The nature of government monopolies and price inflation through monetary expansion means that on a year over year basis the cost of goods and services goes up. This is a fairly baseline understanding, regardless of what government Consumer Price Inflation metrics may say about there being “no inflation”.
And yet, it seems that the subtleties of expansionary monetary policy and its negative effects on laborers are lost on the masses. We’ve discussed previously, how in an inflationary monetary environment wages must at least keep pace with inflation, lest the laborer see a net loss of his wage power. And way back at the start of this newsletter I shared an example of the damage done by minimum wage regulations in an interesting case study.
Regularly adjusted minimum wage laws are, of course, very politically popular when the purchasing power of the underlying compensatory medium is continually debased. When a laborer can purchase 5-10% fewer goods and services on the same salary a year after taking a job, understandably, this creates friction in an economy and acquiesces to populist political narratives.
These problems compound when workers are unable to preserve their value into the future by saving their wealth with the currency in which they are paid. Laborers, often operating with minimal information, are forced to become investors and speculators, or to allocate the responsibility of their speculation to a 3rd party (financial managers) simply to preserve their purchasing power across time.
However, this is another, less discussed, side to this coin of compensation through labor which we believe is equally important to that of the loss of purchasing power in a base salary or hourly pay rate. For example, take a look at the footnotes of the very first chart displayed on our website.
“Compensation includes wages and benefits for production…”
Now we know that over time healthcare has become increasingly expensive and in many cases entirely out of reach in the West (a deep dive on this topic is required in and of itself).
And yet, although we spend more and more each year on healthcare than ever before our populations grow increasingly unhealthy (again a deep dive for another day). The truth of the matter is that each year the costs of healthcare go up (which only marginally improves for every additional dollar spent) consumers are spending more money for the same service.
Here in lies the problem with calculating compensation for a worker in terms of wages and benefits. A worker who is paid a base salary (which again depreciates thanks to inflationary monetary policy) and given medical care benefits may see the dollar value of his yearly compensation increase. However, when the cost of his medical benefits are rolled into the dollar value of his compensation, he sees no quality of life increase or purchasing power increase despite the nominal dollar value increase of his compensation.
He can purchase perhaps even fewer goods and services than he once could the year before, and is receiving the same healthcare, but at a higher cost. In this way, while it might appear to the casual observer that he is better off than he was a year ago, the purchasing power of his nominal pay has decreased and on paper he should be better off than the year before.
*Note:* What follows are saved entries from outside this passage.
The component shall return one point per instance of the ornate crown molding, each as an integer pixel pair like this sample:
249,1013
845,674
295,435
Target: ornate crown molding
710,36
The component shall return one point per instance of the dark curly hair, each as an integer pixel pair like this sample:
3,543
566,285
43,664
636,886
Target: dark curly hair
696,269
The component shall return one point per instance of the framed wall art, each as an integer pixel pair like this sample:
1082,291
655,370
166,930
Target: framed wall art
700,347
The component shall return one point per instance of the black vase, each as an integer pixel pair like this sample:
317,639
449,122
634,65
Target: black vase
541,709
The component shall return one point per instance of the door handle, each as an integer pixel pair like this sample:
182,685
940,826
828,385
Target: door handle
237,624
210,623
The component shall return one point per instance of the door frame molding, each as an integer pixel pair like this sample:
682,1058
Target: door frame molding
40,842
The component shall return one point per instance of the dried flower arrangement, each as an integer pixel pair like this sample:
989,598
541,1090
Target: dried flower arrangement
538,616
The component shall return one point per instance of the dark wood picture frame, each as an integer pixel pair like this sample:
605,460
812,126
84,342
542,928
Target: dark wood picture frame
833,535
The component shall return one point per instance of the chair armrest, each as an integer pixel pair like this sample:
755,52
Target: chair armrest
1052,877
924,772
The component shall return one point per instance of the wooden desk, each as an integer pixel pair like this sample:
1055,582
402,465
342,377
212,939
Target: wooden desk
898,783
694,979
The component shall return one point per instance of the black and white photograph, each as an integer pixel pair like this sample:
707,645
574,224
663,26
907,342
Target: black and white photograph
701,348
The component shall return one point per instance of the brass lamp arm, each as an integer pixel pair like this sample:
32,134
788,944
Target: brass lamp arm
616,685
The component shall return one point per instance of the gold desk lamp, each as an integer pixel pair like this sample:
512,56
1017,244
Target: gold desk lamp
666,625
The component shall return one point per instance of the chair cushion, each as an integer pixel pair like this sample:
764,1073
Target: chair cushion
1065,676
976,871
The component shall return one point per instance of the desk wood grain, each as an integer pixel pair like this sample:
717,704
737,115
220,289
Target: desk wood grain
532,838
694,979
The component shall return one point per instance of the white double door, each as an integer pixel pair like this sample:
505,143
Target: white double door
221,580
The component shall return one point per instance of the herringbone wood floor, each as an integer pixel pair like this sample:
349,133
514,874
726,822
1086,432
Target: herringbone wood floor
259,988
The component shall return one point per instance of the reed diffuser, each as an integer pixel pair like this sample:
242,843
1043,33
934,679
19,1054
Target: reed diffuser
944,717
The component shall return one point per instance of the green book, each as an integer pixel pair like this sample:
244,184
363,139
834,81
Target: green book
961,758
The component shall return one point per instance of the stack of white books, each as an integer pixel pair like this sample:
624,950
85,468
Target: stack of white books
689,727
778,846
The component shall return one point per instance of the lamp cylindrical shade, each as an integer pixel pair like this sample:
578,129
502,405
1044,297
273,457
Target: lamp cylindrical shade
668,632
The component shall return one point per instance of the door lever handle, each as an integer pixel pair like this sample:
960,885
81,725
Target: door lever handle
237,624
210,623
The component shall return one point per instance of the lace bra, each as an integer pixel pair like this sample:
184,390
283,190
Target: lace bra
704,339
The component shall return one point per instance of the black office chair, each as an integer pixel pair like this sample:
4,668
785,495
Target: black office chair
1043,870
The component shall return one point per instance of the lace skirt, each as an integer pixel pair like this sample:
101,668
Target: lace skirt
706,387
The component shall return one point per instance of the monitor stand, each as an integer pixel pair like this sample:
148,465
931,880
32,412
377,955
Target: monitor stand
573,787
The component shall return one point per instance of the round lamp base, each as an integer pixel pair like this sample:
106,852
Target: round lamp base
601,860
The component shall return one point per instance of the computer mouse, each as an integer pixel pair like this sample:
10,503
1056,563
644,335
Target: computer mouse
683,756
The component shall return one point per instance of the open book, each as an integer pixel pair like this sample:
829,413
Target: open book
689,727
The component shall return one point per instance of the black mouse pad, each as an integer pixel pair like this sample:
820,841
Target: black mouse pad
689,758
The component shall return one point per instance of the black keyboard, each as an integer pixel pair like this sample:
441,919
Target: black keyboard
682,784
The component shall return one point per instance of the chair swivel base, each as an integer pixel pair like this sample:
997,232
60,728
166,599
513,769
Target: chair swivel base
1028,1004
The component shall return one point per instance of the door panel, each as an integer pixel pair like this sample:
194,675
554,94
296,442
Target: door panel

Additionally, a large portion of annual public sector compensation adjustments is calculated according to Consumer Price Inflation metrics and as we know, these metrics are inaccurate in terms of calculating actual monetary inflation or the effects on the purchasing power of unique individuals with their own preferences. This subtle manipulation of the formulas designed to par compensation with inflation gives the state the double sided advantage of both seniorage on their new money creation and a slow burn decrease in real compensation paid to employees.
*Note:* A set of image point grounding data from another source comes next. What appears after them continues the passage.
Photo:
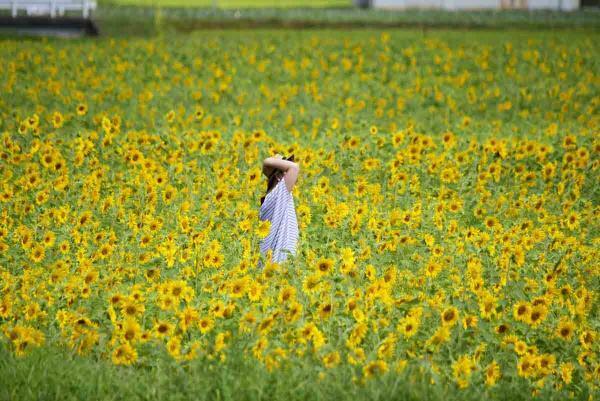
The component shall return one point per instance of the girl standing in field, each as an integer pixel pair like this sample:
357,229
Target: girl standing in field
278,207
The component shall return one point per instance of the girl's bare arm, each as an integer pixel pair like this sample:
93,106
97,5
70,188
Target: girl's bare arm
281,164
291,170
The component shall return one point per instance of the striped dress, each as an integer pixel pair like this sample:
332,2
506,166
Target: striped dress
278,207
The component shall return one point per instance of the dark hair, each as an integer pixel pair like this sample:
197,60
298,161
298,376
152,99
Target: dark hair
272,181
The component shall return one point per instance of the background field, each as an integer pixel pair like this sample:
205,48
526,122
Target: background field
233,3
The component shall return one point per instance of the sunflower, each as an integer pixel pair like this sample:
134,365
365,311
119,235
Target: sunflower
130,330
131,308
408,326
37,253
565,329
205,324
81,109
162,329
331,359
377,367
536,315
449,316
492,373
124,354
521,310
324,266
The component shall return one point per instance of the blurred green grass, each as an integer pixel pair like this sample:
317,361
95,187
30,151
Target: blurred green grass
234,3
124,20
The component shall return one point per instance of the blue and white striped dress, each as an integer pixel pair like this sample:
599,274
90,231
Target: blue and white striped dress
279,208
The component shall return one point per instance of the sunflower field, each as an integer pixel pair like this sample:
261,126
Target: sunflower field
448,207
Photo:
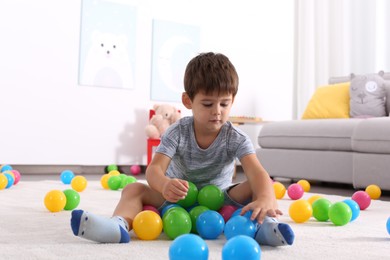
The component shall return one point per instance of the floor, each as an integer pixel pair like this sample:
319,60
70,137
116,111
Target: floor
316,187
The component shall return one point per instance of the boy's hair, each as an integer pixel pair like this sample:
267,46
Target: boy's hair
209,73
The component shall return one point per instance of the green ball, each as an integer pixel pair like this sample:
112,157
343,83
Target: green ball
340,213
321,209
111,167
192,195
194,214
176,222
211,197
127,180
114,182
72,199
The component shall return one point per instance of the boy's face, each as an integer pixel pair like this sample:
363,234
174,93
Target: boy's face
210,111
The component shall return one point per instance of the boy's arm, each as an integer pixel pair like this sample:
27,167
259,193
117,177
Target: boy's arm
171,189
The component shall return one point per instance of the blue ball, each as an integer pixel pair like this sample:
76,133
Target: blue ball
355,208
210,224
188,246
67,176
241,247
239,225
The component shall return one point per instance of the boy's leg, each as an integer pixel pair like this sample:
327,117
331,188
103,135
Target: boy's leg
115,229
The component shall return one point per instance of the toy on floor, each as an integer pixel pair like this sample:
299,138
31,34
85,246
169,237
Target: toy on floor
210,224
79,183
67,176
340,213
241,247
188,246
374,191
295,191
147,225
55,200
362,198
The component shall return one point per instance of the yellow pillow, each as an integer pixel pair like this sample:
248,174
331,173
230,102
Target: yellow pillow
330,101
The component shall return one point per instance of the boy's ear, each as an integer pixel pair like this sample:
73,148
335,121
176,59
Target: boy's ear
185,99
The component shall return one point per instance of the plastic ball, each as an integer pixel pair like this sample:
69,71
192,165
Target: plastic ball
111,167
300,211
147,225
3,181
79,183
194,214
114,182
188,246
279,189
227,212
10,179
314,198
321,209
55,200
104,181
17,176
135,169
211,196
354,208
67,176
374,191
241,247
295,191
239,225
176,222
127,180
72,199
191,197
305,185
362,198
210,224
340,213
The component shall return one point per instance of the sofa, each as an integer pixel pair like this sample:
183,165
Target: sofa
345,150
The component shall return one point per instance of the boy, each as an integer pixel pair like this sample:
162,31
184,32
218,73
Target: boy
200,149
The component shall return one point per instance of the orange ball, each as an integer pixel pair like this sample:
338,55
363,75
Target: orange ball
147,225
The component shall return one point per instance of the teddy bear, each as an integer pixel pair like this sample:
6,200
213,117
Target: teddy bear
164,116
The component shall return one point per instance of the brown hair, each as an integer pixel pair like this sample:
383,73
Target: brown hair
210,72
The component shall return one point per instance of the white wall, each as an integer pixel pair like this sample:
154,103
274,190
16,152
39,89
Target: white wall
47,118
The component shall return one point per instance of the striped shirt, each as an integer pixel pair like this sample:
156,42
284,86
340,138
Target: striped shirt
213,165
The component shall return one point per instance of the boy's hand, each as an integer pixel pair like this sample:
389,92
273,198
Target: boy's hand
175,190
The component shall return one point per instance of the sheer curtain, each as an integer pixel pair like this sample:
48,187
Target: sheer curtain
335,38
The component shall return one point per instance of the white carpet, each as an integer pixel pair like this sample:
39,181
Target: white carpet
29,231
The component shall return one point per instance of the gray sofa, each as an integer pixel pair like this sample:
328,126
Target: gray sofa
350,151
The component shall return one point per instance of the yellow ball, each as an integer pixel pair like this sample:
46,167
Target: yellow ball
79,183
313,198
104,181
279,189
373,191
55,200
305,185
300,211
3,181
147,225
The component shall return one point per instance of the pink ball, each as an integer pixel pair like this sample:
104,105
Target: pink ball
227,211
295,191
135,169
150,207
362,198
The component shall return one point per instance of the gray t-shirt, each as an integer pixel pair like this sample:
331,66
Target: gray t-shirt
214,165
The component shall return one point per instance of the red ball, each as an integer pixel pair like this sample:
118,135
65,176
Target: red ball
295,191
362,198
135,169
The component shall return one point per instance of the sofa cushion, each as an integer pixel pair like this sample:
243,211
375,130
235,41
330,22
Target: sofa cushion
372,136
313,134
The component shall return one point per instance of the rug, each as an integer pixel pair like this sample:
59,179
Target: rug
29,231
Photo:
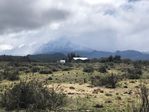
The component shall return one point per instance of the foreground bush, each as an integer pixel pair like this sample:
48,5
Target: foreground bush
32,95
88,69
133,73
108,80
102,69
142,106
9,74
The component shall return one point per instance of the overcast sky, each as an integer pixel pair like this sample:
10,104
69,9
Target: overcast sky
108,25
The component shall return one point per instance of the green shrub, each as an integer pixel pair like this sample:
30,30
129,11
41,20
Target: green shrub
45,71
108,80
88,69
9,74
133,73
32,94
102,69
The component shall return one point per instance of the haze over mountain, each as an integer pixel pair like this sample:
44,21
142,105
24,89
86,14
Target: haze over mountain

Can anybody still wonder, in good faith, why angry youth riot and destroy property in the streets. They cannot understand the source of their ills because they have not been given the right tools to decipher the complicated arcanery of taxation without legislation.
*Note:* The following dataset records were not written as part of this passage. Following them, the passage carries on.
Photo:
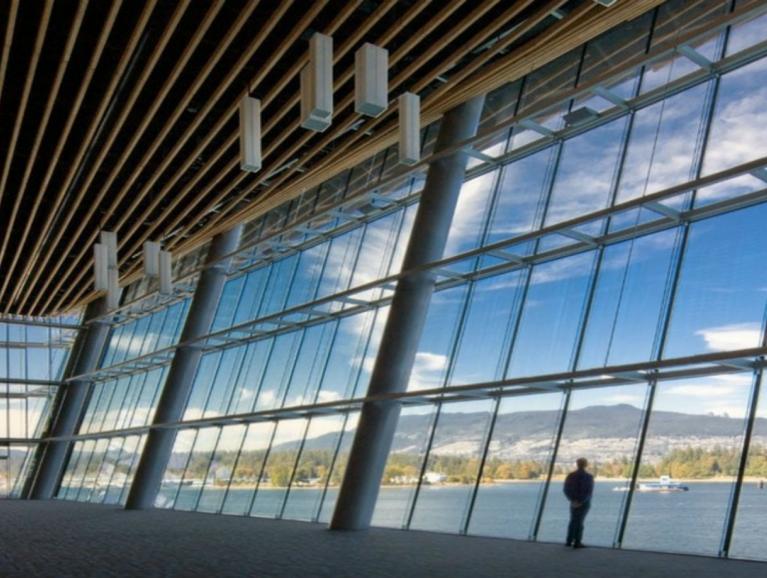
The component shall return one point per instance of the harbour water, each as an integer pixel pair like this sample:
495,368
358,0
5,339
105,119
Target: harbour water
686,522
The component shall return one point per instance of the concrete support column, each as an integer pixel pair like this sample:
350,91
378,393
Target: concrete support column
407,315
69,405
183,368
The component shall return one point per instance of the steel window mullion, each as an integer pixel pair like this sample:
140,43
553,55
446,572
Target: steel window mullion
235,463
721,23
321,502
114,470
483,459
544,492
732,512
623,515
281,509
207,470
264,460
181,480
422,470
129,475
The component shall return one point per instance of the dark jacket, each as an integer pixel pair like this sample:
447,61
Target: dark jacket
579,485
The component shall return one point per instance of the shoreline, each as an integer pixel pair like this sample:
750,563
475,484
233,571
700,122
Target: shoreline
617,481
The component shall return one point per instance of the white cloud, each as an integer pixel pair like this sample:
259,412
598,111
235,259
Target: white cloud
427,370
731,337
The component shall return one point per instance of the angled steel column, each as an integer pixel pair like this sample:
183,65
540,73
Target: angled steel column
410,305
178,385
69,406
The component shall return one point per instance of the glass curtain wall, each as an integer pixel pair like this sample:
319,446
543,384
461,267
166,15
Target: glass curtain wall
291,468
33,353
646,293
568,259
100,468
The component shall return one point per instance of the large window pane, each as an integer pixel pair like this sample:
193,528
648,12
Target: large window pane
625,319
279,467
521,196
338,470
739,127
484,341
452,466
515,469
587,168
197,468
174,472
695,437
439,332
750,537
220,469
601,425
551,316
403,467
720,299
313,468
248,468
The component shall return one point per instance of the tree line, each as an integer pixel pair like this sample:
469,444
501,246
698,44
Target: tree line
316,467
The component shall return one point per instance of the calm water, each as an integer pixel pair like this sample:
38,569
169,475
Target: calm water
690,522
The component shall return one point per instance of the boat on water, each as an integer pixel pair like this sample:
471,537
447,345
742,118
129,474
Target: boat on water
665,485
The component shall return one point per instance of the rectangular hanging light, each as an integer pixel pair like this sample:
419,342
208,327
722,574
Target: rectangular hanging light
113,288
317,84
100,267
109,240
250,134
371,80
409,128
166,278
151,259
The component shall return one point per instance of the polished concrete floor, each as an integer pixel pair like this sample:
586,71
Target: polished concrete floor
61,539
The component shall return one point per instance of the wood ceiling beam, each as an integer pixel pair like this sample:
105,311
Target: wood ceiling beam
84,188
291,74
479,75
169,156
347,75
432,111
54,206
42,30
426,79
96,119
73,34
347,101
10,27
509,15
183,195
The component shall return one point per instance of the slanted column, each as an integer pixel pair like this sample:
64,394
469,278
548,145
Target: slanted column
183,368
407,315
69,405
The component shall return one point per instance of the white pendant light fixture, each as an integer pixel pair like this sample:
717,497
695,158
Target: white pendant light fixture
409,128
317,85
108,253
371,80
250,134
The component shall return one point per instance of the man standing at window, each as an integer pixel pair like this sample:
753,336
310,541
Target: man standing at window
579,486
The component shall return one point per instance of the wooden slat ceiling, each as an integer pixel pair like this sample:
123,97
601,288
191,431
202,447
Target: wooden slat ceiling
122,115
Book of the Month:The Road to Serfdom by F A Hayek
-“Everything which might cause doubt about the wisdom of the government or create discontent will be kept from the people. The basis of unfavorable comparisons with elsewhere, the knowledge of possible alternatives to the course actually taken, information which might suggest failure on the part of the government to live up to its promises or to take advantage of opportunities to improve conditions–all will be suppressed. There is consequently no field where the systematic control of information will not be practiced and uniformity of views not enforced.”